The small red area ....how would it actually look on the boat , and rather

more importantly , how do you decide its a " go " and build it or its

rejected.I realize all this is highly subjective , but I`m interested how people here would evaluate this.I have some hulls developed similar to this with " minor " areas showing up like this.

Enough to be hesitant , yet not significant enough to be rejected . Just interested in other people`s views on this.

boat fan
10-04-2009, 09:34 PM
Can a " constant camber " or " cylinder molded " hull be developed the same way with this software?


Would you set out to develop this hull like any tortured or compounded plywood design and ignore the preformed molded curvature in the panels ?


I have often pondered this , seems that such an approach requires reversing the process ? Interesting.

alidesigner
10-04-2009, 10:49 PM
I would personally fix the hull shape but you could build it and just accept that there will be some trimming of internal parts and bogging before painting.

If a surface is conical or cylindrical then it can be developed. Constant camber is just a part of a cylinder. If you take a sheet of paper you can form a cylinder or a cone, but you cant form a sphere. So a cylinder or cone can be developed, a sphere cant. So yes you can do it with the software. How fast and how easily depends on which software you use.

boat fan
10-04-2009, 10:59 PM
I would personally fix the hull shape but you could build it and just accept that there will be some trimming of internal parts and bogging before painting.

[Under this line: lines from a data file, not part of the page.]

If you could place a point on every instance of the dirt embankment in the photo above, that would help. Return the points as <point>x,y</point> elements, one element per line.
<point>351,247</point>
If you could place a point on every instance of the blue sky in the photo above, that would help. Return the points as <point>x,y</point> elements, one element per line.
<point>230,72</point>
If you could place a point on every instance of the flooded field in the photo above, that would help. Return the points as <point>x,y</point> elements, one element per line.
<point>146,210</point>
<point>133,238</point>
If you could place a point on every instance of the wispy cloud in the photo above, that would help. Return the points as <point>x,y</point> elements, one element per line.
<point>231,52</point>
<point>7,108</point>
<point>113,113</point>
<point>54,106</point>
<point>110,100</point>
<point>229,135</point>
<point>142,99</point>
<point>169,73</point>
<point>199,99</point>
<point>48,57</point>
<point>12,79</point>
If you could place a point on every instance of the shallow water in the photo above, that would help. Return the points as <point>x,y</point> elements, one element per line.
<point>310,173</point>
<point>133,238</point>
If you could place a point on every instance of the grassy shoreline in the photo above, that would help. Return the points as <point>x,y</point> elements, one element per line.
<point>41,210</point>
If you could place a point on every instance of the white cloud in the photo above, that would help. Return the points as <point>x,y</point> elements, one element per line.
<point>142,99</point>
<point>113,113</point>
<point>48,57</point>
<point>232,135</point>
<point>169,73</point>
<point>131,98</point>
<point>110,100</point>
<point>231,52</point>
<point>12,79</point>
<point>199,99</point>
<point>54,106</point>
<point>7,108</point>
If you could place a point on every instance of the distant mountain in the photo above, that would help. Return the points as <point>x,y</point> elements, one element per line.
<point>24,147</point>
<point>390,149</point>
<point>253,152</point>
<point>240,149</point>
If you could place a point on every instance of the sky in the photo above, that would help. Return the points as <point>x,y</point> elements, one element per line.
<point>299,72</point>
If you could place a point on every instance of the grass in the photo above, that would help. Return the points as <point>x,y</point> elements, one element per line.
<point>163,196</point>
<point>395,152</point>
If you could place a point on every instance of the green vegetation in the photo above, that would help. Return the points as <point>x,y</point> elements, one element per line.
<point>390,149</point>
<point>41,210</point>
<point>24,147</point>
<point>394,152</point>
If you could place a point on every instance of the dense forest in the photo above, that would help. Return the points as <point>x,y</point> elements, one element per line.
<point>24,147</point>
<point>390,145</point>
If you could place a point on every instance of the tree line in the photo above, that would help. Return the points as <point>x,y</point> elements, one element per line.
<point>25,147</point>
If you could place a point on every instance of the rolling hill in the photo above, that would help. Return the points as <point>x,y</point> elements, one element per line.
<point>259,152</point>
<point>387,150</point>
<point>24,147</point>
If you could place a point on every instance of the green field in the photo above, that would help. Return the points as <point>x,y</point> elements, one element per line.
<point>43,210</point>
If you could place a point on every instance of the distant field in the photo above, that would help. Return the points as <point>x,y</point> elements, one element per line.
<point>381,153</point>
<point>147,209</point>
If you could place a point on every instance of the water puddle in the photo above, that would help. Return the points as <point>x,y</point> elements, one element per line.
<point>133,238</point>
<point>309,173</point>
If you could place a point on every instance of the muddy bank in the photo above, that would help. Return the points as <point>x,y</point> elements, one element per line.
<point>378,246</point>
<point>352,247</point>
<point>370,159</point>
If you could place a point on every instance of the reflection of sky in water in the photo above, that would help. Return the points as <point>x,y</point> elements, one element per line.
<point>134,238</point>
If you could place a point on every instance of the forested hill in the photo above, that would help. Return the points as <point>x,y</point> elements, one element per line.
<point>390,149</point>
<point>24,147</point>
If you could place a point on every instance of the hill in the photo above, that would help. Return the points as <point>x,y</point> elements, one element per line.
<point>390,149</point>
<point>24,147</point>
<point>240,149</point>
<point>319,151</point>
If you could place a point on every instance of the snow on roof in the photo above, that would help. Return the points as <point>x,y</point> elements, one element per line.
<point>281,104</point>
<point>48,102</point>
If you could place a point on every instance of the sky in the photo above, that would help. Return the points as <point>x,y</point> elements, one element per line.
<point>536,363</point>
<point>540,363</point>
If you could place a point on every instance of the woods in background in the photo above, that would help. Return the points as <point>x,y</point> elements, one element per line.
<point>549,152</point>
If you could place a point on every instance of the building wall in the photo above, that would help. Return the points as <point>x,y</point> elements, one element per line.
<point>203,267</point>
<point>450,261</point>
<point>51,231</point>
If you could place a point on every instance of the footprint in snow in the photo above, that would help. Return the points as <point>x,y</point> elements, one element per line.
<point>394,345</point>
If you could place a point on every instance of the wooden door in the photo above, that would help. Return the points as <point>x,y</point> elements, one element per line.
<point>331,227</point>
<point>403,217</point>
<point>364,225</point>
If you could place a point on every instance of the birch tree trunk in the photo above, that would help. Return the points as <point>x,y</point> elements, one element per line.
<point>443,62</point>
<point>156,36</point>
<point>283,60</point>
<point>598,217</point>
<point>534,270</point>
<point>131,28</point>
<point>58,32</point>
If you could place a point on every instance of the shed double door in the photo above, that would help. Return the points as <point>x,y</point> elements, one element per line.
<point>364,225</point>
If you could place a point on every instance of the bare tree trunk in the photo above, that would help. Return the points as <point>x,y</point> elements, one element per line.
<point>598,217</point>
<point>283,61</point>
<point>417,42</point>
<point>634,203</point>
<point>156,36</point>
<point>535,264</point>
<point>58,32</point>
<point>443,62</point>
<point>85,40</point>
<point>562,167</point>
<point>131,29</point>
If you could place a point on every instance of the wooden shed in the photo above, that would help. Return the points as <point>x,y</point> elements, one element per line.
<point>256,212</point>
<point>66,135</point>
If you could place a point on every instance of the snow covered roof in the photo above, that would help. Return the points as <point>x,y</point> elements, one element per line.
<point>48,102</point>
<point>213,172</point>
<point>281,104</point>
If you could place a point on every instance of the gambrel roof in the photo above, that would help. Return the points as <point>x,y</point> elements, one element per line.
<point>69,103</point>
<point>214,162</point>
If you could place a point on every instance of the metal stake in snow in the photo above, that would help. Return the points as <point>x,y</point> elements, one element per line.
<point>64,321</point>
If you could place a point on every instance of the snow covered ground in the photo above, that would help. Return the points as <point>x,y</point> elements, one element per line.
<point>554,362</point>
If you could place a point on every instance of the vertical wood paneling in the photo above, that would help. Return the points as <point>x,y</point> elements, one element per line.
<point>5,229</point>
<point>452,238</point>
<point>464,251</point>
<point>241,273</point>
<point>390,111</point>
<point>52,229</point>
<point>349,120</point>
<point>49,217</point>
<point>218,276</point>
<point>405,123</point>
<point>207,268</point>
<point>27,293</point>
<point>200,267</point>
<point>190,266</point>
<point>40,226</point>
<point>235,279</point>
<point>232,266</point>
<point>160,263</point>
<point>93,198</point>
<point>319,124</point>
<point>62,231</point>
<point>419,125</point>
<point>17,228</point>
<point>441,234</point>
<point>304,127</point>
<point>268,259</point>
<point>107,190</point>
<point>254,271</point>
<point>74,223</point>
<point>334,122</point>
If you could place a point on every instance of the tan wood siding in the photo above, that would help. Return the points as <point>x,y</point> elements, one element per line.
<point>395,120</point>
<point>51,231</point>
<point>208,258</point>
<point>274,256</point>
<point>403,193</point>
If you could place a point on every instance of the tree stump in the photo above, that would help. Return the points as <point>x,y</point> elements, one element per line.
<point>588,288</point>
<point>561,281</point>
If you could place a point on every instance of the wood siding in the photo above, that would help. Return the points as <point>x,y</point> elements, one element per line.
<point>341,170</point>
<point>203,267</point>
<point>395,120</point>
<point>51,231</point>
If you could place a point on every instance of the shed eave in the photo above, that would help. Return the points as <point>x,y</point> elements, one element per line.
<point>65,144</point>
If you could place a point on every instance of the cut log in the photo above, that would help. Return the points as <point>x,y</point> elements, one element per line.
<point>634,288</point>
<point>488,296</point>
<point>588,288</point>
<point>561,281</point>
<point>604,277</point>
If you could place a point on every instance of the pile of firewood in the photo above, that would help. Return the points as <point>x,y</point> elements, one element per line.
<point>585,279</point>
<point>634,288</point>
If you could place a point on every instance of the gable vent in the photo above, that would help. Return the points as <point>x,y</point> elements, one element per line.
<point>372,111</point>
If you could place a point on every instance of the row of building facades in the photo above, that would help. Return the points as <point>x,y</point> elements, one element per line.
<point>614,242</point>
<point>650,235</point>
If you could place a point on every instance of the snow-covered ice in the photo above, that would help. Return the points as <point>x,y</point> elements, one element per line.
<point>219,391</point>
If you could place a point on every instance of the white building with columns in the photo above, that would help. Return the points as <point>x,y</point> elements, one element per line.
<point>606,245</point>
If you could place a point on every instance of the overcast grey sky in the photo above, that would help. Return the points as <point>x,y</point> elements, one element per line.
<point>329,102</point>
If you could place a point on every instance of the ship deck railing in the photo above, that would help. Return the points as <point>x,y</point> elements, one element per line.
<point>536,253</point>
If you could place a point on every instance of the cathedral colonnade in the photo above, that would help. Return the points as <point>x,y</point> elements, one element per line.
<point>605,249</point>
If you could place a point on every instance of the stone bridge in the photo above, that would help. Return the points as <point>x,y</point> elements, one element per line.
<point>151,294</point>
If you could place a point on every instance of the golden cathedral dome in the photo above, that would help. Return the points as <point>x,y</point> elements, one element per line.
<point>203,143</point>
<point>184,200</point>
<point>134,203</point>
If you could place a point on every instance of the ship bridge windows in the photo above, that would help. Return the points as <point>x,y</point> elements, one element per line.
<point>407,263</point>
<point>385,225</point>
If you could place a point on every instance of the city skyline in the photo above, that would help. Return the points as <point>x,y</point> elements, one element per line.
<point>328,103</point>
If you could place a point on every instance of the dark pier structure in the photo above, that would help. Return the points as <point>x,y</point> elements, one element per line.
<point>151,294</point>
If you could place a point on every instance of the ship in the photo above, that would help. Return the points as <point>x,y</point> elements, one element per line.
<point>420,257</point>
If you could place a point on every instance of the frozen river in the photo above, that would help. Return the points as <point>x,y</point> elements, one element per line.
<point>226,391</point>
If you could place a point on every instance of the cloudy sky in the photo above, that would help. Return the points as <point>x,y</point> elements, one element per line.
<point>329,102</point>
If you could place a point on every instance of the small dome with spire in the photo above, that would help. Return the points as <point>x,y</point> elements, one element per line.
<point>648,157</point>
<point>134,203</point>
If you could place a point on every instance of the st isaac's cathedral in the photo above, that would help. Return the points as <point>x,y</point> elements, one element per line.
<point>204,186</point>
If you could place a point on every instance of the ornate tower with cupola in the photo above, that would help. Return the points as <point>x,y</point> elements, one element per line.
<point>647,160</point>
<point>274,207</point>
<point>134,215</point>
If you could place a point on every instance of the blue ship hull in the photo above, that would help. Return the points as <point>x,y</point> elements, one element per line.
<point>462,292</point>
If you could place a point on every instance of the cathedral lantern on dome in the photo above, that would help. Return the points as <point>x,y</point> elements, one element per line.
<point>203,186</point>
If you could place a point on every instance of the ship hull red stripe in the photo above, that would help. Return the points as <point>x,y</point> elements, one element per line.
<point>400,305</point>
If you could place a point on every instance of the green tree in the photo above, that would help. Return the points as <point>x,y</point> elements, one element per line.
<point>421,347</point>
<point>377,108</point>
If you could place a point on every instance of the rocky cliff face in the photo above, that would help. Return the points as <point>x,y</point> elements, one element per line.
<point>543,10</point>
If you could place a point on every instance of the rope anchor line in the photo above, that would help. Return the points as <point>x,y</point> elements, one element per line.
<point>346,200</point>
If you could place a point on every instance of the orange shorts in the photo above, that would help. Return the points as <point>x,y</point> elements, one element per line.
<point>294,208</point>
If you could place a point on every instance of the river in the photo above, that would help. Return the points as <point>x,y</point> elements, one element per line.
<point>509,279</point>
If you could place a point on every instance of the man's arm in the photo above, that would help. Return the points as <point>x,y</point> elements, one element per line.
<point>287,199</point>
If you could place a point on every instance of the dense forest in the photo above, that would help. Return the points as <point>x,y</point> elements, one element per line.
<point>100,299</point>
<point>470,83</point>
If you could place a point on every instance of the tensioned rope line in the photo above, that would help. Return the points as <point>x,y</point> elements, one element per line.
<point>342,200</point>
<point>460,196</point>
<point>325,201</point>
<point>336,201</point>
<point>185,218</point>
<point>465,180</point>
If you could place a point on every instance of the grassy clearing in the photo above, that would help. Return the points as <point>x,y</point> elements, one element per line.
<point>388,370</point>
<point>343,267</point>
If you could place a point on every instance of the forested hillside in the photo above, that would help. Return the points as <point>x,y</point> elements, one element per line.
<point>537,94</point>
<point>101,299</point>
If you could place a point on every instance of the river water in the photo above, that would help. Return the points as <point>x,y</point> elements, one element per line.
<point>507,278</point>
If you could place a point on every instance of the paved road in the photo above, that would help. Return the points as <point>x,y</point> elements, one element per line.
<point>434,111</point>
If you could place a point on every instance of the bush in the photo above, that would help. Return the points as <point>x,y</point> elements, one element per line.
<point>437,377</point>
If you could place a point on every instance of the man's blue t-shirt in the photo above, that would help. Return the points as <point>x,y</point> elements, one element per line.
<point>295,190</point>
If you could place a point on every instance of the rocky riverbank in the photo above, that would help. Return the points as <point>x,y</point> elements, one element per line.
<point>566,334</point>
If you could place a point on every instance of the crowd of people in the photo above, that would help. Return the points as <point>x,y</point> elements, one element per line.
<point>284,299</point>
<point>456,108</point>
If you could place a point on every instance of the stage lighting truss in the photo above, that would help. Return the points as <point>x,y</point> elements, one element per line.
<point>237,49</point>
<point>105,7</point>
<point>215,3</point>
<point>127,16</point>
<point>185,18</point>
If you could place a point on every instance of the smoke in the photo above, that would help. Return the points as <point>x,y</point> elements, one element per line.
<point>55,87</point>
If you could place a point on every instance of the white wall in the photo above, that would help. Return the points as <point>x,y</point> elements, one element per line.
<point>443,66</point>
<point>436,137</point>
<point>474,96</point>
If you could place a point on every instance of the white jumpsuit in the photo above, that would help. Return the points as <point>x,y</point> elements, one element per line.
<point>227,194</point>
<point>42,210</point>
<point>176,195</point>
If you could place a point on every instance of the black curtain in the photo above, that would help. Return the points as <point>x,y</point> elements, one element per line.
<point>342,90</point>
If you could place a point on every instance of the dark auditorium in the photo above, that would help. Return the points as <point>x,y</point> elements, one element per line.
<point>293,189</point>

If a surface is conical or cylindrical then it can be developed. Constant camber is just a part of a cylinder. If you take a sheet of paper you can form a cylinder or a cone, but you cant form a sphere. So a cylinder or cone can be developed, a sphere cant. So yes you can do it with the software. How fast and how easily depends on which software you use.


Thanks for your reply.
I agree with everything you said above , but , do you ignore the " preshape " or panel curve and develop like a flat panel or some other method ?

alidesigner
10-04-2009, 11:29 PM
I use Maxsurf & Workshop so I use the tools in Maxsurf to check for developability and then use Workshop to flatten it. Then in Workshop I check the strain plot and if that's all ok I export for cutting, otherwise I tweak the surface in Maxsurf and flatten again. I always use curved panels and true lengths etc are all worked out by the software.

boat fan
10-04-2009, 11:39 PM
O K thanks .....looks like its something for high end software.

Raggi_Thor
10-05-2009, 06:30 AM
There are many tricks used in plywood building, se for example,
http://www.dixdesign.com/ch21notes.htm

7 ~ BOTTOM SKIN IN BOW

There is a lot of twist to the bow bottom panels in the forefoot area. Don't try to skin this in full length plywood sheets. Break it into 2 or 3 lengths to reduce the strain in the plywood. If building with okoume plywood, 2 lengths will do it. If building with meranti or mahogany plywood, 3 lengths will be needed because of the greater stiffness of the sheet.

Builders in UK have had no problems fitting these panels, without breaking them down into shorter lengths. They are using okoume plywood, which makes a big difference. They also soften the plywood with water to help it. One builder used a steam wallpaper stripper to steam the sheets during fitting, which proved very effective.

I have seen some pictures of plywood with many cuts half way (or more) through to make it easier to bend.